Many Fidelity executives said that RIA firms should consider the option of selling their firms, Evan Simonoff writes on F-A Mag.
Advisors who fail to evaluate the weaknesses and strengths of their firm are putting their independence "at risk," Slater told firm owners at Fidelity's Inside Track conference in New York City.
“If you do nothing, you’re putting yourself in a precarious position,” Slater said.
Slater suggested that RIAs go through some of the key steps any business would follow if it were planning to sell itself.
A big obstacles in mergers and acquisitions is the gap between the businesses serious about selling and the firms exploring it.

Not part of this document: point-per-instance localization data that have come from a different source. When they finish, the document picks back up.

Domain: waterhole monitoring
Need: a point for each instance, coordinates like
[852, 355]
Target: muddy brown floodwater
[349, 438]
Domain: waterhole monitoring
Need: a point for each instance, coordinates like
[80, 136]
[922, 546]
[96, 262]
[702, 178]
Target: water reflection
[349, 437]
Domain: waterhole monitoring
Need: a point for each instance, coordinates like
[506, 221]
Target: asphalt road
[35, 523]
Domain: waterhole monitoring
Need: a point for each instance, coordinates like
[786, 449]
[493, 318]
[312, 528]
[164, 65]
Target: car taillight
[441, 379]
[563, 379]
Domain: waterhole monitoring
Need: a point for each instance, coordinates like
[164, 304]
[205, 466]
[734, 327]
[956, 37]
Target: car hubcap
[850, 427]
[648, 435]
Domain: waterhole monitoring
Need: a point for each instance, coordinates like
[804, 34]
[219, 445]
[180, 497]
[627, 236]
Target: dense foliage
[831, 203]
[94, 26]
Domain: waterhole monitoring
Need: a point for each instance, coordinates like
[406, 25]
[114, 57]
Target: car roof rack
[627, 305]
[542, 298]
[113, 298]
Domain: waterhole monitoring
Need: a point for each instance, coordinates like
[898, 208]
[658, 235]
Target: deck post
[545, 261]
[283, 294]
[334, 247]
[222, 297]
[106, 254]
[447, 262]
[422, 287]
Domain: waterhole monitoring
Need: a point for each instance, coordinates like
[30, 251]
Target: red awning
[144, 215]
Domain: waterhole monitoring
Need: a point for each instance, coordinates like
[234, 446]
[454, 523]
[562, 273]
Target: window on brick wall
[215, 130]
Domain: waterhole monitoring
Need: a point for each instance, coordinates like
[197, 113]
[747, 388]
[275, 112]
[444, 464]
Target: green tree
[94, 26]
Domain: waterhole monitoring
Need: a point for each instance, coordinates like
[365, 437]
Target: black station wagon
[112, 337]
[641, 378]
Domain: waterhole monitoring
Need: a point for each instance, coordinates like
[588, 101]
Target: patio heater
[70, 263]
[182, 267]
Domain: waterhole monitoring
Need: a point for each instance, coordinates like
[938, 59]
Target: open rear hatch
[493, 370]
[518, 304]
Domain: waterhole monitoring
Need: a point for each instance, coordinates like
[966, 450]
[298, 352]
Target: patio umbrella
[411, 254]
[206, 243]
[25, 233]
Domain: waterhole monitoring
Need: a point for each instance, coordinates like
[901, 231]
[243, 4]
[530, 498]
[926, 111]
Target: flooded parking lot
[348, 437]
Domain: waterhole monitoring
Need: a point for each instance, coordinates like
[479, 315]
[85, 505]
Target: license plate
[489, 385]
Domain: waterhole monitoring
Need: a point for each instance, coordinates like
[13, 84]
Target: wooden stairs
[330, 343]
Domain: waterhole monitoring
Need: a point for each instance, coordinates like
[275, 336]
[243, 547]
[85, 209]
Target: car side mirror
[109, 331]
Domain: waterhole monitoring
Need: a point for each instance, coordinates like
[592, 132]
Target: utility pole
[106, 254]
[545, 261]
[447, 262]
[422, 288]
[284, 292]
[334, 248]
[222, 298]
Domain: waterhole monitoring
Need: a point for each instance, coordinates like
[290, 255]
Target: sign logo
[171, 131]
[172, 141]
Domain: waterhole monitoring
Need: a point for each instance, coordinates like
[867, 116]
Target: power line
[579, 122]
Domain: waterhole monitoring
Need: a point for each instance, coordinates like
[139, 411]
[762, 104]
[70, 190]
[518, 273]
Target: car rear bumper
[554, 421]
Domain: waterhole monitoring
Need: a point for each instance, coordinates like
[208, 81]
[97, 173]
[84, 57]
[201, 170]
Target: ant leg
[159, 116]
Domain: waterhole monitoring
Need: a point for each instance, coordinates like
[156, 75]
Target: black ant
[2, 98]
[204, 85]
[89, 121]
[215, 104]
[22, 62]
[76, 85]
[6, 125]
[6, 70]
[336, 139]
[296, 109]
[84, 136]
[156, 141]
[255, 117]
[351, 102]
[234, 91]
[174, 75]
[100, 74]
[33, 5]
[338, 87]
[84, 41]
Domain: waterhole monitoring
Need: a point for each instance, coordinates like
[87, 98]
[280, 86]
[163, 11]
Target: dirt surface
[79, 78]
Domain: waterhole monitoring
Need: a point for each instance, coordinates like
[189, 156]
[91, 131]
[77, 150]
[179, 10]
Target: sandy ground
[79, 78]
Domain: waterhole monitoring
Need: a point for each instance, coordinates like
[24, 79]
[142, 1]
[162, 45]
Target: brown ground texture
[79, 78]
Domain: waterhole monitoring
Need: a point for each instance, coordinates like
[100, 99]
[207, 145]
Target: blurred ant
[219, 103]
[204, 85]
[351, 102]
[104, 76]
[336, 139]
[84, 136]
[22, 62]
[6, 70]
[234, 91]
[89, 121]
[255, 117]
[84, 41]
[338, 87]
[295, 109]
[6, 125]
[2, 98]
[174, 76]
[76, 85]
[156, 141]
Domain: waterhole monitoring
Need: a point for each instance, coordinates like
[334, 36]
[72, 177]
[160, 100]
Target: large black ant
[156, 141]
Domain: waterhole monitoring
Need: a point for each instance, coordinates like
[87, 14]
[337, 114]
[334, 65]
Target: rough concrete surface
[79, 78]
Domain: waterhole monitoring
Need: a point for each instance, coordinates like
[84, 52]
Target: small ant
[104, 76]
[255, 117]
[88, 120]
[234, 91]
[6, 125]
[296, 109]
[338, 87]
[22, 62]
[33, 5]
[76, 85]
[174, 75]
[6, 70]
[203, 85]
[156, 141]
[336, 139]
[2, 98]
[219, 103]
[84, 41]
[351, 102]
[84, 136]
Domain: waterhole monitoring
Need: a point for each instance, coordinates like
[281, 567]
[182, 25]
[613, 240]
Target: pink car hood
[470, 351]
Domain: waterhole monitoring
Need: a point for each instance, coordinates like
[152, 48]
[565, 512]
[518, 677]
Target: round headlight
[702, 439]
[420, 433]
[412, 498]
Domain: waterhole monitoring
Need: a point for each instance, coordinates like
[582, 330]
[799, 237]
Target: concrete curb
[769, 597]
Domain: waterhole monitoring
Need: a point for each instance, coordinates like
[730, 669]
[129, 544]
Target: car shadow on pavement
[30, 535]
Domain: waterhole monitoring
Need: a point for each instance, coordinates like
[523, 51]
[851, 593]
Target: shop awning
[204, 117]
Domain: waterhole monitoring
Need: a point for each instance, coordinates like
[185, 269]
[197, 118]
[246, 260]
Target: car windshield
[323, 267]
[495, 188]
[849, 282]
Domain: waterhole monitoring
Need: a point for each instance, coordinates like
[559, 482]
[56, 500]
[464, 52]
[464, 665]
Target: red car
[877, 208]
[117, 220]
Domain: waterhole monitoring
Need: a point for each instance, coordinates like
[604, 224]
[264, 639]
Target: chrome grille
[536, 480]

David Canter, executive vice president in charge of Fidelity's custodian business, said that each firm has its own individual set of priorities, but if a consulting expert were to arrive "on earth from Mars" and study this profession, they would be definitely telling RIAs to consider cashing out.
If your firm is growing and has a variety of talent, there are many acquirers with a ton of capital looking to invest in this sector.
There are different models for selling firms to choose from, Slater said.
Slater added that no deals are being valued on a revenue basis but asset size remains important. The 4% of all firms have more than $1B but control 60% of all assets.
Earnings before interest and taxes plus depreciation and amortization is still the primary valuation metric. Firms with less than $250M in assets can suppose a buyer to pay 5 - 7 times EBITDA.
Entities with up to $500 might get 5 - 8 times their cash flow. Those multiples rise to 6 to 9 times EBITDA for firms with between $500 million and $2 billion in AUM.
For the largest RIAs with over $2B, an acquirer may pay close to 11 times cash flow, Slater added.
Salter noted that modern technology is crucial. Buyers don't want to buy a firm with outdated technology that will entail major investments.